Although scheduled for its official release on Friday, the first pre-order customers – and journalists – have been receiving their new Microsoft Surface tablet computers, and the reviews have been mixed.
While the hardware has been widely praised for being well thought-out, the software, including both Windows 8 RT (Windows running on ARM-based microprocessors for the first time) and the apps in the Windows app store, has had a more critical reception.
Mathew Honan, writing for Wired magazine, tried testing it to destruction. How usable is the keyboard, he asked. Does it click on and off as easily as the adverts indicate? How strong is the kickstand?
The answer to all these questions is generally positive. While the Touch Cover keyboard takes some getting used to, there is certainly no lack of responsiveness in use – but the reviewer noted a lot of wrist and hand pain in the first three days as he sought to get used to the new keyboard. A Type Cover, which features actual keys, is a lot easier to get used to and is only a few pounds more expensive. It doesn't, however, make for a very good cover.
The hardware rundown, in many respects, is ordinary for the price. While the 1.3 gigahertz Nvidia Tegra 3 T30 is fast enough, it will no doubt be left standing by Apple's new A6x-based fourth-generation iPad. While Apple acquired PA Semiconductor in 2008 to soup-up its ARM-based designs, Microsoft has to go off-the-shelf for its microprocessors, but the Nvidia chip is a popular choice.

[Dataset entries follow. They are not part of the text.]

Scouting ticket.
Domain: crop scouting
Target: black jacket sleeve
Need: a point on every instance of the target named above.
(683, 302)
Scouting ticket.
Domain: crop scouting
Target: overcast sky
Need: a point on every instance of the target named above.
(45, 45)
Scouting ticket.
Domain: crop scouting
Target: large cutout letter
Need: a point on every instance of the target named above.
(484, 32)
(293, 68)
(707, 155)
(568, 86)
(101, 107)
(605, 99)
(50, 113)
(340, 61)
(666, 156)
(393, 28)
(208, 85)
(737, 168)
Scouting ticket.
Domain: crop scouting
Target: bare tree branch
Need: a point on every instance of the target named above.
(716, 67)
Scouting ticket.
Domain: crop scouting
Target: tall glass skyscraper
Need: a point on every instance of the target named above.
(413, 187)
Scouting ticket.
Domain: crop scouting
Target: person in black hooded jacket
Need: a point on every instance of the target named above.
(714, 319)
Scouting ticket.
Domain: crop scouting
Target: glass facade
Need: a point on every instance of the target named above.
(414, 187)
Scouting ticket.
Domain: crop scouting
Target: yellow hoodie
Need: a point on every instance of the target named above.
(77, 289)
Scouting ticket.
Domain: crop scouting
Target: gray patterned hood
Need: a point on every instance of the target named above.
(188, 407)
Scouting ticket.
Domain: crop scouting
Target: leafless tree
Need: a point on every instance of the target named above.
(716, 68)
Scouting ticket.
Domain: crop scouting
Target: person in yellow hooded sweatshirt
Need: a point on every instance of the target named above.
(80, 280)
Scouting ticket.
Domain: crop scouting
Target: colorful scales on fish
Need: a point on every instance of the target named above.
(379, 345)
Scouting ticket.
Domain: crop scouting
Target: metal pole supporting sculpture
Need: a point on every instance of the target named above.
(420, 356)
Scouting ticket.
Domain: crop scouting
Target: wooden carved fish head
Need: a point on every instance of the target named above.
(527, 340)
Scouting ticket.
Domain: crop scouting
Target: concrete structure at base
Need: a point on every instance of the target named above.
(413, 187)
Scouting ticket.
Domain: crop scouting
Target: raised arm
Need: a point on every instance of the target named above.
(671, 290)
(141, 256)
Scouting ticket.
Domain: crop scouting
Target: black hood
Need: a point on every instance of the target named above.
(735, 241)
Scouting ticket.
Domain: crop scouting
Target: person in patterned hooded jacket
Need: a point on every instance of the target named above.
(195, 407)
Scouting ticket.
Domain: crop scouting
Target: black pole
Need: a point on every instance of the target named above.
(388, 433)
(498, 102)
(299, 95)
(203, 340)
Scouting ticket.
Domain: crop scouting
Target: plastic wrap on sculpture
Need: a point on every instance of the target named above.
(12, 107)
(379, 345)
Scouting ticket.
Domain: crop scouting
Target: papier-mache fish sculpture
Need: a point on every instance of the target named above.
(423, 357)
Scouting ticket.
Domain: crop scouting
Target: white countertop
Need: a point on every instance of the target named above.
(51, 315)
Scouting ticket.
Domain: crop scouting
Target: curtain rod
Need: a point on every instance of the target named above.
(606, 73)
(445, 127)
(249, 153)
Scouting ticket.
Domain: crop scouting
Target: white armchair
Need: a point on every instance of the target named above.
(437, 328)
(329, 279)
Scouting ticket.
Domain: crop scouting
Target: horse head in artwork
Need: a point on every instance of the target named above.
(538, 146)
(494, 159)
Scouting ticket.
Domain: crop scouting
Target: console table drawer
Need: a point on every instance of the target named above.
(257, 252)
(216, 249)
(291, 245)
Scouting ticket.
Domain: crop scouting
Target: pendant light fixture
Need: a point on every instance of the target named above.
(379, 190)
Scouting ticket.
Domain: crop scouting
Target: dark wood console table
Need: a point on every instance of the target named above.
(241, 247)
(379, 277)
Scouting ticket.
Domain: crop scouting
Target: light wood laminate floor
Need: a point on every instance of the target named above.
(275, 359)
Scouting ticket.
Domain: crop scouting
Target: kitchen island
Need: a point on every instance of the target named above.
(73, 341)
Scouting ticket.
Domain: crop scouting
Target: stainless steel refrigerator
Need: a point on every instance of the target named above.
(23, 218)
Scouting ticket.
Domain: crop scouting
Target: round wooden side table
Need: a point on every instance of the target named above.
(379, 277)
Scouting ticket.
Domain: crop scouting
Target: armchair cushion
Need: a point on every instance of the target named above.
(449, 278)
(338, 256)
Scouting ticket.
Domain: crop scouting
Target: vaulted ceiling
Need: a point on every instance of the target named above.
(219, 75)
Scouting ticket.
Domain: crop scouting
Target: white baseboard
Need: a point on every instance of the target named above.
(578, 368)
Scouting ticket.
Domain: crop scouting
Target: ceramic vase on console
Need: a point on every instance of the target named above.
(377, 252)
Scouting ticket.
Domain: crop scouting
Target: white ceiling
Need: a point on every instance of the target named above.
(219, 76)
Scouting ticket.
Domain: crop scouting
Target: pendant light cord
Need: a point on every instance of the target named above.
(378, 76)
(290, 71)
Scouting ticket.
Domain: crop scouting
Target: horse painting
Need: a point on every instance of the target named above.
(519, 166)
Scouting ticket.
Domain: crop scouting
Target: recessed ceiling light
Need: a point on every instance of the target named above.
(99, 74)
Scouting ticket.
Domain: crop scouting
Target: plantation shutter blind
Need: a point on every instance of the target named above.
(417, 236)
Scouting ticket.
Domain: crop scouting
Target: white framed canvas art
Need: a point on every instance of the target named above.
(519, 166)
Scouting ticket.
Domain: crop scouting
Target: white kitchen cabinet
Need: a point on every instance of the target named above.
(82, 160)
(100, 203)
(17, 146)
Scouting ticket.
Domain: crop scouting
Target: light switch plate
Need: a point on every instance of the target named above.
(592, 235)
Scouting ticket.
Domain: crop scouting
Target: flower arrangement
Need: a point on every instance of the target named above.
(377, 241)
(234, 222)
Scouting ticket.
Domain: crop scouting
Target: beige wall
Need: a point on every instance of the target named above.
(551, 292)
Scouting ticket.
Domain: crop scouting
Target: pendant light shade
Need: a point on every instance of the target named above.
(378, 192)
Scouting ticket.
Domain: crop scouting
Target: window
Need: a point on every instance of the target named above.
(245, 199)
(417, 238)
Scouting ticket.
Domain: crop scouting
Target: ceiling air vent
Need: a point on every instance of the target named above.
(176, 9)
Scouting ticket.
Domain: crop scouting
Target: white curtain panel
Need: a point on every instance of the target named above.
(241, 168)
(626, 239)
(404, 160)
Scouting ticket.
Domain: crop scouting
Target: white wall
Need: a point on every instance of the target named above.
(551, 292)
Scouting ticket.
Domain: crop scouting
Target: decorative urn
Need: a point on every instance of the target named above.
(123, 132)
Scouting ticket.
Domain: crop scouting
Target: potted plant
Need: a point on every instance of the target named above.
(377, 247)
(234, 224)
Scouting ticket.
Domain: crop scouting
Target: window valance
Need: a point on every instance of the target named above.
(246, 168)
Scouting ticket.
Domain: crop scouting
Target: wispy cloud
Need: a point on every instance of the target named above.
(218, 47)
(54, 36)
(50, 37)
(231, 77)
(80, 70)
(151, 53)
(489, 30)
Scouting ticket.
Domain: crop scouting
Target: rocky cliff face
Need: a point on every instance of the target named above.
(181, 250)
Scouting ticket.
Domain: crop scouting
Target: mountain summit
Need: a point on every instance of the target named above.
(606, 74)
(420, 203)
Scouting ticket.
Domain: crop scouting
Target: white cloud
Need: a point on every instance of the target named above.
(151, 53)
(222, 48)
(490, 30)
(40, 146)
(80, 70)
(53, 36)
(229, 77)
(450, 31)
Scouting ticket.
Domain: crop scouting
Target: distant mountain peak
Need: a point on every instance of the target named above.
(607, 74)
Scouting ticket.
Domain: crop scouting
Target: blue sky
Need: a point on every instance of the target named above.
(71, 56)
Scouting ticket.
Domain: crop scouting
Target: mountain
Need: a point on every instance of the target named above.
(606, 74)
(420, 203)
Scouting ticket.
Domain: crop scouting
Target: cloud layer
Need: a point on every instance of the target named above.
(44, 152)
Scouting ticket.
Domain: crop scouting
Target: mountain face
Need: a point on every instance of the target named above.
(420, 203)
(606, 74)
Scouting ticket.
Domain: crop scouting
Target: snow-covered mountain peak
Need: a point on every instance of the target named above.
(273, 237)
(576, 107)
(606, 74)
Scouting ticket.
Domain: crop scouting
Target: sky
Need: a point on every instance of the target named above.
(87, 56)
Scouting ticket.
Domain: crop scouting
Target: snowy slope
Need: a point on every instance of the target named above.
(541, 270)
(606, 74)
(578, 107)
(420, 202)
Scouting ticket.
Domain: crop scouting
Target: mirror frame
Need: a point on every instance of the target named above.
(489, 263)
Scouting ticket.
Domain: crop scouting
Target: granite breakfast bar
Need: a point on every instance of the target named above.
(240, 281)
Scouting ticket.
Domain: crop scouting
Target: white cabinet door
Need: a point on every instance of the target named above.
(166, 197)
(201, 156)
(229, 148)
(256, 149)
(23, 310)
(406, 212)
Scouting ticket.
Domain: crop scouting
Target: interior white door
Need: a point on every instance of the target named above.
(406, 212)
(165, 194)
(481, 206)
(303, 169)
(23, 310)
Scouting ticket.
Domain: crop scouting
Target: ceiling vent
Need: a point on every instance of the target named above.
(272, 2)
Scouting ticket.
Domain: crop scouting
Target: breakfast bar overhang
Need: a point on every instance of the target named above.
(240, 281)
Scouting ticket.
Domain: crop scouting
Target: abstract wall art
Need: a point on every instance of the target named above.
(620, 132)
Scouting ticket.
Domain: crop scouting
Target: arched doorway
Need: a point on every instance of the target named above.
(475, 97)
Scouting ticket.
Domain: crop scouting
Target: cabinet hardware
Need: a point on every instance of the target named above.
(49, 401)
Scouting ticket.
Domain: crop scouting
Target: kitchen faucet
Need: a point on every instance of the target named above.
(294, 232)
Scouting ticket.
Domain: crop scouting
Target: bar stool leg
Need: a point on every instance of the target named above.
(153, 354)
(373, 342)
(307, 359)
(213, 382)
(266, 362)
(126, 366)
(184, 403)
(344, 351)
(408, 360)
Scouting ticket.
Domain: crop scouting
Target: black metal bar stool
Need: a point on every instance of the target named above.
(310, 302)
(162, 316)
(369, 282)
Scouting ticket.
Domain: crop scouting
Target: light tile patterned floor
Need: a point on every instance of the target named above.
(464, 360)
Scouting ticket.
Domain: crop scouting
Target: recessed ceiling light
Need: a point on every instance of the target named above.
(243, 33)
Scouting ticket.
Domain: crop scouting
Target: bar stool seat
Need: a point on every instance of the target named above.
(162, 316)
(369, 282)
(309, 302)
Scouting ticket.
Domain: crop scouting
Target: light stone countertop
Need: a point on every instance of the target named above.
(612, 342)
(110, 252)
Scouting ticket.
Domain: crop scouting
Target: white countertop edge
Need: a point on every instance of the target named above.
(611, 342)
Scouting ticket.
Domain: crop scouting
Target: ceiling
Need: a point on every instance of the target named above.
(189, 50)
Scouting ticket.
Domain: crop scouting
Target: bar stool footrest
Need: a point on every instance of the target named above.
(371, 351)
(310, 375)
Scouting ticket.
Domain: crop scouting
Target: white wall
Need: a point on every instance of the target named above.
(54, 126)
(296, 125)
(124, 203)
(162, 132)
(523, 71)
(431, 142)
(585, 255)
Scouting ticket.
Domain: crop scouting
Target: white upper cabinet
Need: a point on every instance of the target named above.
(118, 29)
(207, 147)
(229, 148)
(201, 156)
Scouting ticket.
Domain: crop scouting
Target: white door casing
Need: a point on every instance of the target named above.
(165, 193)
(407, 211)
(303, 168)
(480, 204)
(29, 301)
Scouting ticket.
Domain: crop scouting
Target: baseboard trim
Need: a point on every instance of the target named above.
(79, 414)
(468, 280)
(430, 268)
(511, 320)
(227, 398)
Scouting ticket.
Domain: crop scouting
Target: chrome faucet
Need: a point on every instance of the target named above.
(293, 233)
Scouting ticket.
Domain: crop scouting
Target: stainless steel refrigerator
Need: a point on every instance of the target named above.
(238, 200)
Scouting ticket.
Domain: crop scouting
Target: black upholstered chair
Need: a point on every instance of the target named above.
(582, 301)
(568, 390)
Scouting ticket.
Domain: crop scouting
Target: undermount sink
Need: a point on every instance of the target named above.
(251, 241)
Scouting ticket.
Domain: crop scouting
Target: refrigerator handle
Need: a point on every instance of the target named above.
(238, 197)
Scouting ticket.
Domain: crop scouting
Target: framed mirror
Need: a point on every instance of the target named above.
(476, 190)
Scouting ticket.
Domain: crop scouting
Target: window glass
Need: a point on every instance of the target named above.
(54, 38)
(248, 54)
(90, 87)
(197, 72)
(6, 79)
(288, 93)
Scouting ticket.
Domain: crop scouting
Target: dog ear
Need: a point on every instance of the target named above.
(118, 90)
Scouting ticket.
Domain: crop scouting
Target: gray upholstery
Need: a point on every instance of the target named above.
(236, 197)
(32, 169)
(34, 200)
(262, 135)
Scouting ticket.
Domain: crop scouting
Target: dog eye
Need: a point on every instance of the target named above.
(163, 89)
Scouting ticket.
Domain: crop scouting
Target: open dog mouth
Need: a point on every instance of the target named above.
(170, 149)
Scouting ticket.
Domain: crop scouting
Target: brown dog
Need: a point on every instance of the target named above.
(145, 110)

The Surface also features just 2GB of non-upgradeable RAM memory and either a 32GB or 64GB sold-state device (SSD) for storage – of which just 20GB or 52GB are usable. While it has front and rear high-definition cameras, they "are junk", according to Honan. They may be HD, but they are extremely slow.
There are a number of other disappointments, too, according to The New York Times' David Pogue.
"The battery life is advertised as eight to 10 hours, less than the iPad. There's no cellular version; it's Wi-Fi only. The screen is very sharp (1,366 by 768 pixels), but it doesn't approach the iPad's Retina screen clarity (2,048 by 1,536 pixels)."
Back to front
Visually, the front of the Surface is edge-to-edge Gorilla Glass, while the rest of the device is injection-moulded magnesium alloy. The result is a "stiff and robust (and enjoyably flammable)" tablet computer that is also relatively lightweight, reports Peter Bright in Arstechnica.
Like all tablet computers, the Surface has a paucity of expansion ports. It offers just a mini-HDMI, a full-size USB 2.0 port, a headphone jack (which you'll want to use because the speaker is somewhat quiet), a microSDXC slot (behind the kickstand), and a peculiar-looking magnetic power connector.
"I've taken an instant dislike to the power connector. The magnets are so strong that the Surface aggressively grabs the connector, snatching it away from my grasp. It doesn't, however, seat the connector properly within its receptacle, so the system can't actually charge. I have to jiggle the thing and reseat it every time," wrote Bright. Nor can it be charged via a USB connected to a PC either.